Saudi soldiers deploy in the southern Saudi province of Jizan on the border with Yemen on Nov. 8.
AFP/Getty Images
Saudi soldiers deploy in the southern Saudi province of Jizan on the border with Yemen on Nov. 8.

It seems the only time the rest of the world hears about Yemen is when a crisis spreads beyond the borders of this ancient land tucked into the southwest corner of the Arabian peninsula.

These days, it is the Yemeni government's battle against Shiite rebels in the north, which has drawn in the Saudi military, in a rare use of its armed forces. The conflict escalated in part because of divisions within the Yemeni army.

Reporters are barred from the conflict zone in the northern Saada governorate, and the often-contradictory claims of success by the Yemeni government and the rebels have been impossible to verify.


The rebels, known as al-Houthis after their leader, say they have shot down three Yemeni fighter jets since October. Yemeni authorities say the planes suffered technical malfunctions and crashed.

Yemeni officials have claimed the battle was nearly won, only to be followed by President Ali Abdullah Saleh saying that the war "has just begun."

One thing is clear: The conflict has left tens of thousands newly homeless, on top of the estimated 150,000 displaced by the fighting since 2004.

Houthi Firepower

In the overcrowded Mazrak camp in northwest Yemen, displaced farmers and shepherds swap stories of the fighting that mix straightforward observation with superstition and Houthi mythology.

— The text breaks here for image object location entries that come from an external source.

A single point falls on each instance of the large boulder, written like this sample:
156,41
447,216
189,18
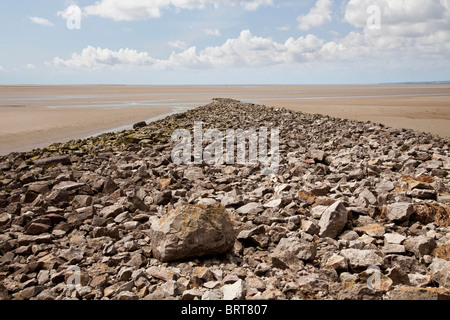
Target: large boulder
192,231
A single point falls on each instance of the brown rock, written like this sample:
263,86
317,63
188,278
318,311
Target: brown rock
192,231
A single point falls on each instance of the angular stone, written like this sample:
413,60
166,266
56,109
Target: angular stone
64,160
161,273
192,231
420,246
4,218
419,280
36,228
310,227
80,201
333,220
68,185
423,194
361,259
373,230
414,293
274,204
442,252
250,208
394,238
393,248
440,272
235,291
290,251
400,211
194,174
246,237
111,211
339,263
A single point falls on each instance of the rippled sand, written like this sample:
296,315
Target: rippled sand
36,116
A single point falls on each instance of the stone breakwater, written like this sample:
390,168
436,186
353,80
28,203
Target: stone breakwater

Abu Tareq, who fled his home near the Saudi border, says even the Saudi army, fighting to reclaim territory seized by the rebels on Mount Dokhan this month, was surprised by the Houthis' firepower.

"They have secret power, some kind of magic," he says. "I mean, those guys are very strong. God knows what they have. They scared even the Saudi soldiers."

The Saudis soon regrouped. They say they are now clearing a six-mile "buffer zone" inside Yemen — an unusual overt military operation by a foreign power that so far has aroused no official complaint from San'a, Yemen's capital.

Ahmed al-Kibsi, a political scientist at San'a University and a member of Yemen's ruling party, says the rebels are mainly a criminal gang. But some of them — members of the Zaydi sect, an offshoot of Shiite Islam — want to bring back the Zaydi Islamic government that ruled northern Yemen for nearly a millennium until it was overthrown in 1962.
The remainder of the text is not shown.